NVIDIA Quadro RTX Series Graphics Card Lineup:
Graphics Card | Quadro GV100 | Quadro RTX 5000 | Quadro RTX 6000 | Quadro RTX 8000 | Quadro RTX A4000 | Quadro RTX A5000 | Quadro RTX A40 | Quadro RTX A6000 |
---|---|---|---|---|---|---|---|---|
GPU | Volta GPU | Turing GPU | Turing GPU | Turing GPU | Ampere GPU | Ampere GPU | Ampere GPU | Ampere GPU |
GPU Process | 12nm | 12nm | 12nm | 12nm | 8nm | 8nm | 8nm | 8nm |
Die Size | 815mm² | 545mm² | 754mm² | 754mm² | 392mm² | 628mm² | 628mm² | 628mm² |
GPU Cores | 5120 Cores | 3072 Cores | 4608 Cores | 4608 Cores | TBA | TBA | 10752 Cores | 10752 Cores |
Tensor Cores | 640 Cores | 384 Cores | 576 Cores | 576 Cores | TBA | TBA | 656 Cores | 656 Cores |
Boost Clock | 1.62 GHz | 1.81 GHz | 1.77 GHz | 1.77 GHz | TBA | TBA | TBA | 1.86 GHz |
Single Precision | 16.66 TFLOPs | 11.2 TFLOPs | 16.31 TFLOPs | 16.31 TFLOPs | TBA | TBA | TBA | 30 TFLOPs |
Ray Tracing Spec | N/A | 6 GigaRays/Sec | 10 GigaRays/Sec | 10 GigaRays/Sec | TBA | TBA | TBA | TBA |
VRAM | 32 GB HBM2 | 16 GB GDDR6 | 24 GB GDDR6 | 48 GB GDDR6 | 16 GB GDDR6 | 24 GB GDDR6 | 48 GB GDDR6 | 48 GB GDDR6 |
NVLINK VRAM | N/A | 32 GB With NVLINK | 48 GB With NVLINK | 96 GB With NVLINK | N/A | 48 GB With NVLINK | 96 GB With NVLINK | 96 GB With NVLINK |
Memory Bus | 4096-bit | 256-bit | 384-bit | 384-bit | 256-bit | 384-bit | 384-bit | 384-bit |
Memory Bandwidth | 870 GB/s | 448 GB/s | 672 GB/s | 672 GB/s | 512 GB/s | 768 GB/s | 696 GB/s | 768 GB/s |
TDP | 250W | ~160W | ~200W | ~225W | ~150W | ~230W | 300W | 300W |
Price | $9000 US | $2300 US | $6300 US | $10000 US | TBA | TBA | TBA | TBA |
Launch Date | 2018 | Q4 2018 | Q4 2018 | Q4 2018 | Q1 2021? | Q4 2020? | Q4 2020 | Q4 2020 |
NVIDIA RTX A6000 Graphics Card Benchmarks
In terms of performance, the benchmarks were reported within the SPECviewperf 2020 benchmark suite at a resolution of 3800×2120. Both the Quadro RTX 6000 and RTX A6000 were compared head on. The RTX A6000 scored a lead in almost all benchmarks with a maximum reported lead of up to 25%. On average, the RTX A6000 turned out to be 11% faster than the Quadro RTX 6000 which is a bit disappointing for a graphics card that features much better specifications and a better graphics architecture.

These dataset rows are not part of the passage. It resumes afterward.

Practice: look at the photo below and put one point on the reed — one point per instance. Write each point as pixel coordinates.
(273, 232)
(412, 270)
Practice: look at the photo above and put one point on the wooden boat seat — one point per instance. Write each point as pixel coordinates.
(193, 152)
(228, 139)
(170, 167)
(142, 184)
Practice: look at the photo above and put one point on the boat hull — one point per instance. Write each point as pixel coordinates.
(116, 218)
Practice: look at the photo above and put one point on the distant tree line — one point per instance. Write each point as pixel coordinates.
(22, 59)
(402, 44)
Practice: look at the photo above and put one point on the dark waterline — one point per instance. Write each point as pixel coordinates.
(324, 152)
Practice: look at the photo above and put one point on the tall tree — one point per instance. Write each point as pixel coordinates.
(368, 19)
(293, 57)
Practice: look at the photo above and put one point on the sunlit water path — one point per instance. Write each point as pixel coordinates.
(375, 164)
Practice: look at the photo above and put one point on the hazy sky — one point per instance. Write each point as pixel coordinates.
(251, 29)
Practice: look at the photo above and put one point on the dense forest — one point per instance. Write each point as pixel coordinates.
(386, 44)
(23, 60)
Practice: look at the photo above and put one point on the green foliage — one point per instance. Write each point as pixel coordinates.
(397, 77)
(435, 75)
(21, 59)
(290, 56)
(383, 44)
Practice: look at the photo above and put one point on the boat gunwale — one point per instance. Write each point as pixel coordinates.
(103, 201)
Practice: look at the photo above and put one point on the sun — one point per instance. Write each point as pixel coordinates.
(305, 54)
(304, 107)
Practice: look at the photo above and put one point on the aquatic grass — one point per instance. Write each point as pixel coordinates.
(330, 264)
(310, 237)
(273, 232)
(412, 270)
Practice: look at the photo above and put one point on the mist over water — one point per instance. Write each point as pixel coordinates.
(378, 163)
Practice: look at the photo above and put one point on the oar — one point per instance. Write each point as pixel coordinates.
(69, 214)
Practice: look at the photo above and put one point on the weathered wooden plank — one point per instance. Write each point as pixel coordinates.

There’s no explanation why the lead is just 11% over the predecessor but it could be due to several factors that range from drivers or poor optimization in SPECviewperf for the graphics card. NVIDIA will be releasing the RTX A6000 graphics card through its partners in mid of December with a wider GPU availability planned for early next year.